Tomorrow we’ll wake up. We’ll shower, dress. My husband will have breakfast. I won’t eat or drink in line with my pre-op fast. We’ll put the bag in the car, get in the car and drive to hospital. We’ll check in, try and get a private room (first come first served) then we’ll sit and wait. The nerves and excitement of the night before will intensify. We’ll probably internalise more than we externalise. At some point, we’ll walk to the theatre, I’ll lie on a bed, my husband by my side, and it will all begin.
The ending I’m projecting is our son or daughter is raised in the air, healthy and happy, as am I. After the initial checks he or she is handed to my husband for immediate skin to skin while I’m stitched back up. A few hours pass of us taking it all in. My toes start to tingle.
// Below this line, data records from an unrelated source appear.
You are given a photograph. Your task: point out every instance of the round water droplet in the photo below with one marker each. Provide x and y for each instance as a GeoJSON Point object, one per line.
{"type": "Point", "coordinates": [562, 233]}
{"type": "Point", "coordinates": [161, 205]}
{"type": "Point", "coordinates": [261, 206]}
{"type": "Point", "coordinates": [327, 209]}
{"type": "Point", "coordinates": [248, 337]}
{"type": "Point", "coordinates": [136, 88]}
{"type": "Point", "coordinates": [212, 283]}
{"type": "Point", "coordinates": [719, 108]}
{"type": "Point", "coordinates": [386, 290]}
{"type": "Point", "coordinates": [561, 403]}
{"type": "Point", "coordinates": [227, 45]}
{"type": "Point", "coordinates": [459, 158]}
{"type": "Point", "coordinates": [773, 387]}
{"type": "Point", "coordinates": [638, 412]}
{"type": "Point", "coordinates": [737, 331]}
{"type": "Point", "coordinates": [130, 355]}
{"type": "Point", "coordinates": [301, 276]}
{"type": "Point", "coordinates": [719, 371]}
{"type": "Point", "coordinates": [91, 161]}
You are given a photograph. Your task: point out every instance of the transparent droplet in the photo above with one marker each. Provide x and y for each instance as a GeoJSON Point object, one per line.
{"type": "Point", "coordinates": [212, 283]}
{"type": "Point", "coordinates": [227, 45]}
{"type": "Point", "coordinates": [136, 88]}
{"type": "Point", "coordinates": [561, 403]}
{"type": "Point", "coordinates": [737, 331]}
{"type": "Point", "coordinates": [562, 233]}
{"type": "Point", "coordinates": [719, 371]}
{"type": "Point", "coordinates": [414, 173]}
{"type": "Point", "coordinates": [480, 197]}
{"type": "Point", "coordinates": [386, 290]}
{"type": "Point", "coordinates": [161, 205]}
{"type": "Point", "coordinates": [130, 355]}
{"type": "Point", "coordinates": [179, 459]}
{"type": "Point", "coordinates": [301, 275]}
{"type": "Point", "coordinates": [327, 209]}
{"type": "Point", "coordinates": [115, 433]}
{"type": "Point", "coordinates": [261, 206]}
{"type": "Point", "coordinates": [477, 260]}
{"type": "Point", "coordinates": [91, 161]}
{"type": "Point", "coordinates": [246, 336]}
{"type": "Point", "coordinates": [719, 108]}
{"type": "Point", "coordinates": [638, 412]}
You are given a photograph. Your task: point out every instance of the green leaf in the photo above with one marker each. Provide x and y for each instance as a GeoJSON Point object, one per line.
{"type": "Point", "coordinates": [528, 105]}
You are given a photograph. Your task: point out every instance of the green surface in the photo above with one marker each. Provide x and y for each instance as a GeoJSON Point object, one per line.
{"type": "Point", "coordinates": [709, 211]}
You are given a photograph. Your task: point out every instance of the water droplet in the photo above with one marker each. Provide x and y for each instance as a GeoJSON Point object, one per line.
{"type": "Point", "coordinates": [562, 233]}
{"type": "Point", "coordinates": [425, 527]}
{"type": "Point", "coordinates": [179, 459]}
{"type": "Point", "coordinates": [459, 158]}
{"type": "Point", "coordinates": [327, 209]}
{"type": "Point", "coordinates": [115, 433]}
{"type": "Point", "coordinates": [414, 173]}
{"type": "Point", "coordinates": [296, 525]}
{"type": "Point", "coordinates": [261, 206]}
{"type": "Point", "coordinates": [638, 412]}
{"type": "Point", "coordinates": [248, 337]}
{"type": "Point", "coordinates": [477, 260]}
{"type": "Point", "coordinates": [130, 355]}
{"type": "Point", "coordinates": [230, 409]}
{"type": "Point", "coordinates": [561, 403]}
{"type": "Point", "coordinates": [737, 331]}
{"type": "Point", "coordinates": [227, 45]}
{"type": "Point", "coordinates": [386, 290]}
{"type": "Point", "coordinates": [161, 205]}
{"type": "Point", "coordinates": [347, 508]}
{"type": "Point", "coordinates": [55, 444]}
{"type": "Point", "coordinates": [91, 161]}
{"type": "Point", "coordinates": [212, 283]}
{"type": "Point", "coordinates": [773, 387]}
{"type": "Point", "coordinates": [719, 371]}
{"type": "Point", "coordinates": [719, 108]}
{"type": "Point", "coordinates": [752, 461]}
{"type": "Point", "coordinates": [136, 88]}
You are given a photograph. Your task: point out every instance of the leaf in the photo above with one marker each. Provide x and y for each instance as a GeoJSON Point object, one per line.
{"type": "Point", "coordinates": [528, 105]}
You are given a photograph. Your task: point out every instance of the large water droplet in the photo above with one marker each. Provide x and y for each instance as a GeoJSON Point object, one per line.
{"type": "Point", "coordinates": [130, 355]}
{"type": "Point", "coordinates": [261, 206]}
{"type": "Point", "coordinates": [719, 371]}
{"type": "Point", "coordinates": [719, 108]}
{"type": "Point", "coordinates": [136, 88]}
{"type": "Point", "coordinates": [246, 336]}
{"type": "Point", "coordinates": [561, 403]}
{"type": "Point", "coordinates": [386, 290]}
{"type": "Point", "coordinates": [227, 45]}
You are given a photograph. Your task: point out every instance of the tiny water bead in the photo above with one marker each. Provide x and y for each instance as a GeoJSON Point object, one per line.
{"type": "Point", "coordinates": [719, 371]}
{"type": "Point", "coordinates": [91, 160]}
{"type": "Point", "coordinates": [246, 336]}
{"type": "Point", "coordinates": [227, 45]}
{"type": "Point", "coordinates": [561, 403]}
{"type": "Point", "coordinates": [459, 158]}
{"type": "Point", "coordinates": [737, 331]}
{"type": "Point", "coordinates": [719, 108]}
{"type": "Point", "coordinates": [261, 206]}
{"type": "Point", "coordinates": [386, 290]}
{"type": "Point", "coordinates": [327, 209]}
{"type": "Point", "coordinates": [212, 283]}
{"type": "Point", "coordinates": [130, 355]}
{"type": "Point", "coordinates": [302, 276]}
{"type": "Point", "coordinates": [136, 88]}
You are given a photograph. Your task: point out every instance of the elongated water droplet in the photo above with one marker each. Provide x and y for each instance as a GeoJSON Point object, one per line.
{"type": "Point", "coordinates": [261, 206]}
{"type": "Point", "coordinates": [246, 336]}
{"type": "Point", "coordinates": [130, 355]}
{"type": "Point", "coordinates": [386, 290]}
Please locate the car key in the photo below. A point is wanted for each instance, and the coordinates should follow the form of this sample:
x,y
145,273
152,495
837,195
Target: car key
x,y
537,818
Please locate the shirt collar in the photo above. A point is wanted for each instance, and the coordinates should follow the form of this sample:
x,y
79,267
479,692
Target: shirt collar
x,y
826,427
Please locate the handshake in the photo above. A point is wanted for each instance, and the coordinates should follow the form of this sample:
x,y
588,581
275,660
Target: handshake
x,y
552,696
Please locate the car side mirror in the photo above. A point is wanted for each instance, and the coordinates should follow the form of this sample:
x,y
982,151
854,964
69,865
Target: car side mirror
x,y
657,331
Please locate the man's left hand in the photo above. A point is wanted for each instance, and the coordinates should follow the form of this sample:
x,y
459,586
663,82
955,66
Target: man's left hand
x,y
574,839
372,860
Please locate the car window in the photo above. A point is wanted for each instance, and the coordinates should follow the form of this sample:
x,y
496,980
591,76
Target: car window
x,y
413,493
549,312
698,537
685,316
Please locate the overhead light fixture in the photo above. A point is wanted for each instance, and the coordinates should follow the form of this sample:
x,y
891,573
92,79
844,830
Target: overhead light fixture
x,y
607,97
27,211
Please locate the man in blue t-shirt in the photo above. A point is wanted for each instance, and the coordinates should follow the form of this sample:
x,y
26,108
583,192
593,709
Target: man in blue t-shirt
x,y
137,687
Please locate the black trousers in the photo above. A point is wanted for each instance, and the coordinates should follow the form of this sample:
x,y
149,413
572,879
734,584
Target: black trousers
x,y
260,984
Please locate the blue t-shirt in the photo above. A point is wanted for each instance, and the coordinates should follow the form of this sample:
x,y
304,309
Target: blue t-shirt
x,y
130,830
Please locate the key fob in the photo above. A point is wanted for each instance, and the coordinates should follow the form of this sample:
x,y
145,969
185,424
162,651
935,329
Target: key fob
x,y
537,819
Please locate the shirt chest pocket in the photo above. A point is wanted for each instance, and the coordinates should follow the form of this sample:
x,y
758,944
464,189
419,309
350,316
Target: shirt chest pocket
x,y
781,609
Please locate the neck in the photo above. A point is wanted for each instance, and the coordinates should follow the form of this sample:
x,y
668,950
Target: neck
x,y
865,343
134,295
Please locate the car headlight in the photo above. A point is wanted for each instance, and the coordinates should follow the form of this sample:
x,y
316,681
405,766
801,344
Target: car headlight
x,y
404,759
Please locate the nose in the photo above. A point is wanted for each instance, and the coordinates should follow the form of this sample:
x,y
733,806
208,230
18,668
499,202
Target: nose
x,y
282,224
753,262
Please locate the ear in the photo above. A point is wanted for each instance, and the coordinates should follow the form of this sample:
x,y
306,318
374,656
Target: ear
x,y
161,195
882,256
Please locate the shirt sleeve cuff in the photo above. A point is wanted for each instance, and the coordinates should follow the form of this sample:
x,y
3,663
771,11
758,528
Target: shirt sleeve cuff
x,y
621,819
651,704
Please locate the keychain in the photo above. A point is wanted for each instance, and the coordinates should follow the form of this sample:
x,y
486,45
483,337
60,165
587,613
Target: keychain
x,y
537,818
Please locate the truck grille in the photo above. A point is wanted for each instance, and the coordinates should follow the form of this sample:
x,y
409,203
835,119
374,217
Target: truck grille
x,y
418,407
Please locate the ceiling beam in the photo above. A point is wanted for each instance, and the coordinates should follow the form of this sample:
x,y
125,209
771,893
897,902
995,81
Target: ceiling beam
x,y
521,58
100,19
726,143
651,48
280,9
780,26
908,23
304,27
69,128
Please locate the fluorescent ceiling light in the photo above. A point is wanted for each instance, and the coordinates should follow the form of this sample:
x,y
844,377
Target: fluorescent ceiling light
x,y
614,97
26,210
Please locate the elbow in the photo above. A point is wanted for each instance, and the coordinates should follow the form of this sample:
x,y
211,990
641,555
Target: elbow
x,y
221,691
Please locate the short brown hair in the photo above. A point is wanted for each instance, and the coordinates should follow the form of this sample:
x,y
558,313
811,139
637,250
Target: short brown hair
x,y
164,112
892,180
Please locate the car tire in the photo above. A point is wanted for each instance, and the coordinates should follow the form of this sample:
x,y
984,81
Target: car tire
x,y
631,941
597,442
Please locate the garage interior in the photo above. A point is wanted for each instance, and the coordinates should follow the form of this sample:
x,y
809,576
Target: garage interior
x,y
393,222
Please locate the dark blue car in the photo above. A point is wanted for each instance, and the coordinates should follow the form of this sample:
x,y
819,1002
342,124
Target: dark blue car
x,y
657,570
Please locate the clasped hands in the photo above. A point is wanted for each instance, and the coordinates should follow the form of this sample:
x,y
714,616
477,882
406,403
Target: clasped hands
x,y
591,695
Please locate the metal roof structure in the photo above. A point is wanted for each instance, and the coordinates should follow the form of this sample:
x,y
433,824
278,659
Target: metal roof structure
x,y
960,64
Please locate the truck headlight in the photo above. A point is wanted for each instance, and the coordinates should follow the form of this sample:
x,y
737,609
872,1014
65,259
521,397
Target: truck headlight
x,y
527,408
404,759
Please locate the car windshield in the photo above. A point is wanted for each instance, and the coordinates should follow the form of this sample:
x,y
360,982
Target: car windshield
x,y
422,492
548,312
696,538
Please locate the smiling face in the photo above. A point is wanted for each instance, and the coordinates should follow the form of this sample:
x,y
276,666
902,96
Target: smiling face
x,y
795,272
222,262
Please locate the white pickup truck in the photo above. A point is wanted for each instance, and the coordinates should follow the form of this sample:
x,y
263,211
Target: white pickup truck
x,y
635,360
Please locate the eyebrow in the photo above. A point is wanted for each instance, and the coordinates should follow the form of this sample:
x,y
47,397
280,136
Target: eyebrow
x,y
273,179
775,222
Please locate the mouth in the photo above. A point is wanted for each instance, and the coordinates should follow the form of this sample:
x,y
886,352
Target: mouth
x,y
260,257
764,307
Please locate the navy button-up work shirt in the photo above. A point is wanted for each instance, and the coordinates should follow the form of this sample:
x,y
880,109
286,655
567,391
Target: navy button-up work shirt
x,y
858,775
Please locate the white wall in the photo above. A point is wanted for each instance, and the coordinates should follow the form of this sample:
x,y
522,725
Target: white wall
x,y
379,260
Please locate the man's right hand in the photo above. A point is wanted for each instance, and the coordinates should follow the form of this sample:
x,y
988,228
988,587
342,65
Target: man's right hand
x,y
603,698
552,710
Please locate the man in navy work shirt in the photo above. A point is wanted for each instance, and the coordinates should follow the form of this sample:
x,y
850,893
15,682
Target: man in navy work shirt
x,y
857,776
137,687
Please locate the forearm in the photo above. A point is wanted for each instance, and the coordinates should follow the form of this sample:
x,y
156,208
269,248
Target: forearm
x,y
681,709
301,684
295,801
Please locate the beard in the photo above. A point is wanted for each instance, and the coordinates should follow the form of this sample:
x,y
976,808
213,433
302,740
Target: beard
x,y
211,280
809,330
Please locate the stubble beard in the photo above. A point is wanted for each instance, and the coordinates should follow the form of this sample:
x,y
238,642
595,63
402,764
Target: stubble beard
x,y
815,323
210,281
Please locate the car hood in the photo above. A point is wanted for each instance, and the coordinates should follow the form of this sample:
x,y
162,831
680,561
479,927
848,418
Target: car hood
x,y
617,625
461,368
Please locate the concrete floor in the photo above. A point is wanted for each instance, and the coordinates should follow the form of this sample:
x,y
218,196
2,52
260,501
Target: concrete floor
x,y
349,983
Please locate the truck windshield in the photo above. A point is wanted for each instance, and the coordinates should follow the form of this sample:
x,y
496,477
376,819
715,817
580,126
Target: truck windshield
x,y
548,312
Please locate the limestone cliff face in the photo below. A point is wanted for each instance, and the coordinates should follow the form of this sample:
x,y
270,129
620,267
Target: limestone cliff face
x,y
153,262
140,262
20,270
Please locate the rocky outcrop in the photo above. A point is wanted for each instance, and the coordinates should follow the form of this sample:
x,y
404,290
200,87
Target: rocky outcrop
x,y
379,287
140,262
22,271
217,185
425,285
We keep staring at our child, amazed, in love, overwhelmed, the fear still there, and we start to take in our new life, new responsibilities, new adventures.
While I chose a c-section over a vaginal birth as it’s more predictable and controlled, of course there are multiple ways the next few days might pan out. Not all of them we’d choose. That’s the adventure of parenting. It’s the adventure of life. As much as we like to believe we are, we’re not in control. There are forces greater than us, whether you believe that’s a god, fate, karma, luck, or just nature. The only thing we can do is our best, and hope that it’s enough. And when it isn’t, we figure out the problem we face, and we think about how we might solve it. Then, hopefully with luck on our side, we give our chosen solution a go. And we hope for the best.